Why Haven't Young People Revolted Over Revolting Student Loan Debt?
I have written in the past about the generational war currently being waged by old people on America's young.
To me, the crushing student loan debt that our nation's young people labor underneath is the most striking, overt, and obvious front in this often quiet, subtle war.
Public Citizen has a quote from a WSJ article that explains the most egregious aspect of student loan debt in America: it's not just that our young people are taking on huge, never-before-seen levels of debt getting their educations, it's not just that many of them incur this debt at bologna for-profit institutions that essentially function as funnels to shove federal money into the coffers of Wall Street banks through student loans sold to young people, it's not just that the prospect of actually finding work in your chosen field has never been bleaker, it's that the federal government has withheld from our young people relief in bankruptcy from crushing student loan debt.
Student loan debt is crippling an entire generation of Americans. I'm not kidding. I see it with my law school classmates who can't leave jobs they hate and work that is unimportant because they need the paycheck.
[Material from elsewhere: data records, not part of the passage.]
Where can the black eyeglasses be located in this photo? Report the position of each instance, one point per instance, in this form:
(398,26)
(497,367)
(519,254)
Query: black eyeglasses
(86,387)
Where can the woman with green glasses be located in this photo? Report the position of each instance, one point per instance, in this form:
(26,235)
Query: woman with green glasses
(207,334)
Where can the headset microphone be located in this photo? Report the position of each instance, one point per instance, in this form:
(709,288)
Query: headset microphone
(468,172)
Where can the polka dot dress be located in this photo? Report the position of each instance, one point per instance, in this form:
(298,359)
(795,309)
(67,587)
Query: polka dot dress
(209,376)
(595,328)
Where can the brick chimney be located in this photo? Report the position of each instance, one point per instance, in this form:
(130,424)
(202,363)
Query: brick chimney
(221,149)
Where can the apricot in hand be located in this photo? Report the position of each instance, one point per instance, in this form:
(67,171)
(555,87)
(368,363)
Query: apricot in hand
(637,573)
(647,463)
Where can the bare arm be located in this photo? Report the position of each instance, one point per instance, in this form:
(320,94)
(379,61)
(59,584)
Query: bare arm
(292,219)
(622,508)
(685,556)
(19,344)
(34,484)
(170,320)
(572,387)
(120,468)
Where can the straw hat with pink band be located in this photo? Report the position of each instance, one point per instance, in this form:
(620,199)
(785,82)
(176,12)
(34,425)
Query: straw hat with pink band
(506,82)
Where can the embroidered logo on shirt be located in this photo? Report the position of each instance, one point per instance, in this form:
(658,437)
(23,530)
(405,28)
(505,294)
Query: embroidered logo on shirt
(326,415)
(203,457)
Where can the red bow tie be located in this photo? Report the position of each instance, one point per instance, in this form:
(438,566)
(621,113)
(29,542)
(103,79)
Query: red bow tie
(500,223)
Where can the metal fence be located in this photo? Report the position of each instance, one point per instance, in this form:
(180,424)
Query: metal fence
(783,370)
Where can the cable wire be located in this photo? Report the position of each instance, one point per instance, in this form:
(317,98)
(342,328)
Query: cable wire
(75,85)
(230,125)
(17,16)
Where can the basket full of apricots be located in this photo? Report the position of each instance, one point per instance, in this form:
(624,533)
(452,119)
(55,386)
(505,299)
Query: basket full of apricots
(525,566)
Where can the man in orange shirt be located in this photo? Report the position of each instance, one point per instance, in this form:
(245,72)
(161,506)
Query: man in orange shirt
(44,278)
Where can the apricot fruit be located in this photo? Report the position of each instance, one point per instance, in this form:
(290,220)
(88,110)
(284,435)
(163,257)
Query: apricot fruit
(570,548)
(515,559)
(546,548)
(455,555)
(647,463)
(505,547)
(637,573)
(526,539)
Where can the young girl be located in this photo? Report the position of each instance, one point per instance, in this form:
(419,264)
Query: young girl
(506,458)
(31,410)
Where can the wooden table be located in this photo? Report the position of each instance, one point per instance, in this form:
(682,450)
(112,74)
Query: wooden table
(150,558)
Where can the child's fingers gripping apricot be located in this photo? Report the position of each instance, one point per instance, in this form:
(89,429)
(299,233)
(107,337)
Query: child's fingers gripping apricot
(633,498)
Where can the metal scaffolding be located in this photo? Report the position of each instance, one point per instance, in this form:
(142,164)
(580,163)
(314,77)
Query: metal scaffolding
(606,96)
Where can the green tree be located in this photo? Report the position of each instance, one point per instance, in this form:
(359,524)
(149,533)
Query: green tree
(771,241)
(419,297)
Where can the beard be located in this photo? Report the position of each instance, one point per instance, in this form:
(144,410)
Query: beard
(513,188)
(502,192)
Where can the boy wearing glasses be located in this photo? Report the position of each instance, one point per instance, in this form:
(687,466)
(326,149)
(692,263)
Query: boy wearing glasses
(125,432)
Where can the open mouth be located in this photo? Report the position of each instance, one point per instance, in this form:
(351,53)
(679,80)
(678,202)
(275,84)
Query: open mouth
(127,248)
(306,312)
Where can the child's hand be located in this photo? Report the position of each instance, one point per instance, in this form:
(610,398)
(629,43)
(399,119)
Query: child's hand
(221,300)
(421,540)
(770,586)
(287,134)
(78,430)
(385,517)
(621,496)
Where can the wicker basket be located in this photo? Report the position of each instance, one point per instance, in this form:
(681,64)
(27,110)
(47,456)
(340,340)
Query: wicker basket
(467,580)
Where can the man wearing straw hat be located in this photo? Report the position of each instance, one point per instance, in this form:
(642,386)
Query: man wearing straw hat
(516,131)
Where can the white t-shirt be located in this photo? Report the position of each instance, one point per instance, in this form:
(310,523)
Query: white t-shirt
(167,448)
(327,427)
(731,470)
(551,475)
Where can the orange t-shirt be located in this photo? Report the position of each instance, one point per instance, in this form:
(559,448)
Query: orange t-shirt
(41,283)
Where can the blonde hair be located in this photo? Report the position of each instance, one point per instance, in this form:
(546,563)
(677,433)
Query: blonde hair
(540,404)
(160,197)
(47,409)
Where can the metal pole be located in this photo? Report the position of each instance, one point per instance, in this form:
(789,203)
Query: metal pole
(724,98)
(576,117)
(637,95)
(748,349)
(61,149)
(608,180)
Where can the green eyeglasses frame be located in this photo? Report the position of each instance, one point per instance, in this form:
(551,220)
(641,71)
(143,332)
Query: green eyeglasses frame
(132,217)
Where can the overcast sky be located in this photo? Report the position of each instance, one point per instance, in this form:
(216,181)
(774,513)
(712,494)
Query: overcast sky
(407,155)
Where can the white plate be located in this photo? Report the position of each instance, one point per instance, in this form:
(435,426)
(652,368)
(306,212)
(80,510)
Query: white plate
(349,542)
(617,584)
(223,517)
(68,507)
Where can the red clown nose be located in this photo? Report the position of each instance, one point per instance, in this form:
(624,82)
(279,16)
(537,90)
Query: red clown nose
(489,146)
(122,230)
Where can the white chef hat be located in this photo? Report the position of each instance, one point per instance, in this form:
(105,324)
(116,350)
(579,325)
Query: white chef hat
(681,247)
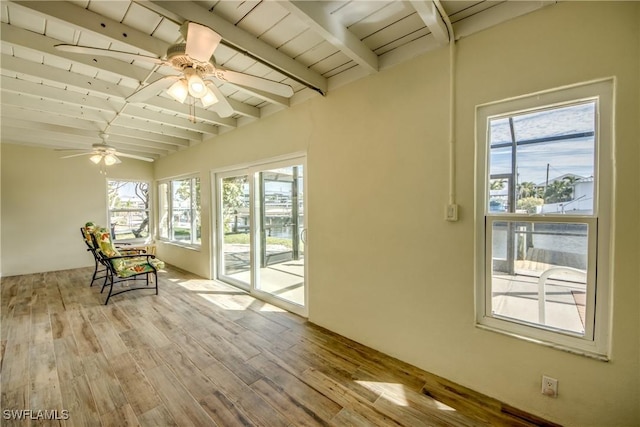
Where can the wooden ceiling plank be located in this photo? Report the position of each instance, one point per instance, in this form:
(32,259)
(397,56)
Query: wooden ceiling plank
(245,42)
(30,40)
(432,19)
(315,15)
(86,20)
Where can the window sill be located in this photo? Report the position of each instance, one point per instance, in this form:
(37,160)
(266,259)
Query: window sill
(196,248)
(557,346)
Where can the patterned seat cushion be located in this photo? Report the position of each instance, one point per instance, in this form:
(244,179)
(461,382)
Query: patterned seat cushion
(124,267)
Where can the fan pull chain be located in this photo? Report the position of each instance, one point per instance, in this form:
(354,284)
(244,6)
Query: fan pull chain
(192,109)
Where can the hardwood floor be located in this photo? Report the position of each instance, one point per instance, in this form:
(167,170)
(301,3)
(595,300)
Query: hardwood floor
(202,354)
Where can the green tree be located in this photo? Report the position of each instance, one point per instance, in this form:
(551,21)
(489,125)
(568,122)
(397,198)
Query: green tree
(528,189)
(497,184)
(560,190)
(232,200)
(529,204)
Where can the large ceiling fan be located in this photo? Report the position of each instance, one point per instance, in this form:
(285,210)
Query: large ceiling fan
(194,60)
(104,154)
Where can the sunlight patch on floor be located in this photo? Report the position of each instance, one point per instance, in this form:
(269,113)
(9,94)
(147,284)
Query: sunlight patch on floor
(393,392)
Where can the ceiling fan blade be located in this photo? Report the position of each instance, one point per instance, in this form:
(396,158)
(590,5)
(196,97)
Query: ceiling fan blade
(222,107)
(133,156)
(254,82)
(201,41)
(123,56)
(152,89)
(76,155)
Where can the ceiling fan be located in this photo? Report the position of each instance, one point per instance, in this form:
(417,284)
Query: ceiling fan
(105,154)
(194,60)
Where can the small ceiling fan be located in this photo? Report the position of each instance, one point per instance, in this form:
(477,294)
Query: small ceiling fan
(105,154)
(194,60)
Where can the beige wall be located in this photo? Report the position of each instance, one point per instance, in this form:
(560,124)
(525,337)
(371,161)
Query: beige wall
(384,267)
(45,200)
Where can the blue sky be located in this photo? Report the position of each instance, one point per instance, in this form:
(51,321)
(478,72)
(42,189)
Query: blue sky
(574,156)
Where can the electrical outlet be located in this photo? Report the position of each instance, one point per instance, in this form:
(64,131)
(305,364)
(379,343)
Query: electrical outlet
(451,213)
(549,386)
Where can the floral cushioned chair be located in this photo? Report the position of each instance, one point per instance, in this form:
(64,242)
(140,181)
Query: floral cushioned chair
(122,267)
(100,267)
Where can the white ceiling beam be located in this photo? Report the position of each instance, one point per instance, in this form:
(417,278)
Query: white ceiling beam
(499,13)
(27,39)
(141,138)
(60,136)
(137,118)
(86,20)
(114,93)
(429,14)
(314,14)
(242,41)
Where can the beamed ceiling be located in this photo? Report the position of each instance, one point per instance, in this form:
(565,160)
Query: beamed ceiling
(59,99)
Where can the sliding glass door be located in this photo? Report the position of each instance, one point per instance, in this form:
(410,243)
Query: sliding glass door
(281,228)
(234,247)
(262,233)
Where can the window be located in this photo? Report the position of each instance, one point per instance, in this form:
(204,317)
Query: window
(128,210)
(544,189)
(179,210)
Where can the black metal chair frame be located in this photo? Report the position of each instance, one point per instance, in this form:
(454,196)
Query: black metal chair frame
(112,275)
(97,260)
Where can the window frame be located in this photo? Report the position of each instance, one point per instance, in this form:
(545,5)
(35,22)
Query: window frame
(169,209)
(596,340)
(147,210)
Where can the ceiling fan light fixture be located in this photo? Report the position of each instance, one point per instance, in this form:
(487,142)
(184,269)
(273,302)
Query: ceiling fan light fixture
(209,98)
(179,91)
(110,159)
(197,88)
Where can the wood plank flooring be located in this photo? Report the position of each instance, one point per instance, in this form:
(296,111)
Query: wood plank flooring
(202,354)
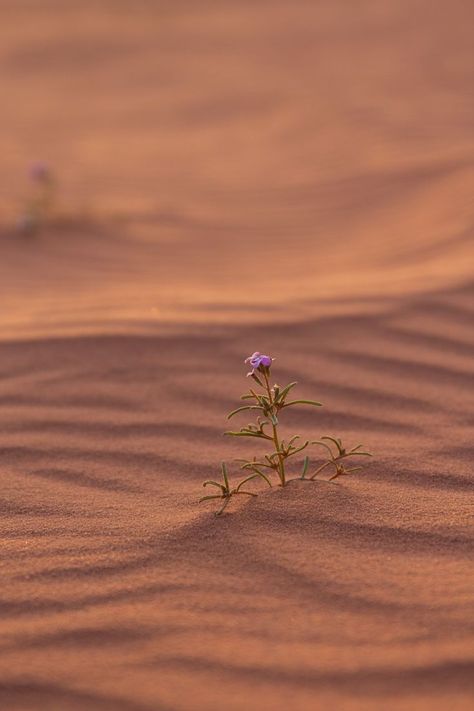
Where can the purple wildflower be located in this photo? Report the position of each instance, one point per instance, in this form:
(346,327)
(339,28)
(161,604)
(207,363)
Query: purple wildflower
(258,361)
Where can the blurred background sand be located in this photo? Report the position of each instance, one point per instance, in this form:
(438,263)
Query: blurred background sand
(233,176)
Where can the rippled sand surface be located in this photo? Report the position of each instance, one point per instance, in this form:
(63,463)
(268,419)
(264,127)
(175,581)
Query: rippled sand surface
(295,178)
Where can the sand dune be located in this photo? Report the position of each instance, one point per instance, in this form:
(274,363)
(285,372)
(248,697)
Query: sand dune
(294,178)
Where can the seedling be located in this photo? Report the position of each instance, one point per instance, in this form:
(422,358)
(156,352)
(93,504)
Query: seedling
(267,402)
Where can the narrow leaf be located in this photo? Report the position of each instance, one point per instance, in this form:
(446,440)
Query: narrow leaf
(285,391)
(241,409)
(224,474)
(305,467)
(303,402)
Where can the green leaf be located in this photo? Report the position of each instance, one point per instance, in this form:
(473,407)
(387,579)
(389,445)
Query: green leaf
(323,444)
(285,391)
(257,379)
(242,409)
(305,467)
(298,449)
(303,402)
(248,434)
(224,474)
(336,441)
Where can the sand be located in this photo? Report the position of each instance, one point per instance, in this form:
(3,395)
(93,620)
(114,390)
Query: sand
(294,178)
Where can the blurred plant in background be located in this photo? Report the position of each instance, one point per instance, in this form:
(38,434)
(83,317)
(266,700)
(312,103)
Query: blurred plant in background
(269,400)
(39,204)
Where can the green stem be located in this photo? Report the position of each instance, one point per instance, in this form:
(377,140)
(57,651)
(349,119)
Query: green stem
(281,461)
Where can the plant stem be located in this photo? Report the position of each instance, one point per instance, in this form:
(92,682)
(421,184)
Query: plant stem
(281,461)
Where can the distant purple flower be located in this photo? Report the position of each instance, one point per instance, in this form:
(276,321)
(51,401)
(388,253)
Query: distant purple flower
(258,361)
(40,172)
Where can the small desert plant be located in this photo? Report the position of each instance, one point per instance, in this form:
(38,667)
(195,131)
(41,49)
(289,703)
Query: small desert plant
(268,401)
(38,205)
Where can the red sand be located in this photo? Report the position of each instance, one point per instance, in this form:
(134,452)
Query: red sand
(288,177)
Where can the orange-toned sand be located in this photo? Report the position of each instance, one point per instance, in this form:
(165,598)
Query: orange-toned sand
(293,177)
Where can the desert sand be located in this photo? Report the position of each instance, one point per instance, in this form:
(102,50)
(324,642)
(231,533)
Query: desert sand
(294,178)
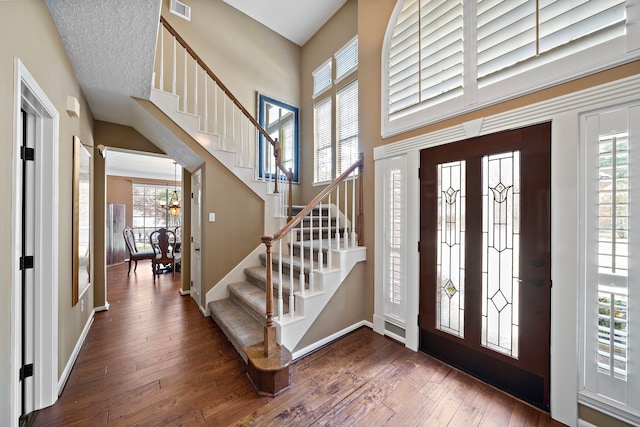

I see it with my clients—homeowners facing foreclosure, people who have been injured by the negligence or recklessness of others. I see it with family members who forgo advanced degrees because the specter of six-figure debt is too haunting. Certainly, the size of student loan debts is a problem. But, the fact that young people who need to file bankruptcy cannot (except in rare circumstances) get some relief from what is likely their single-largest debt is one of the true injustices of our time.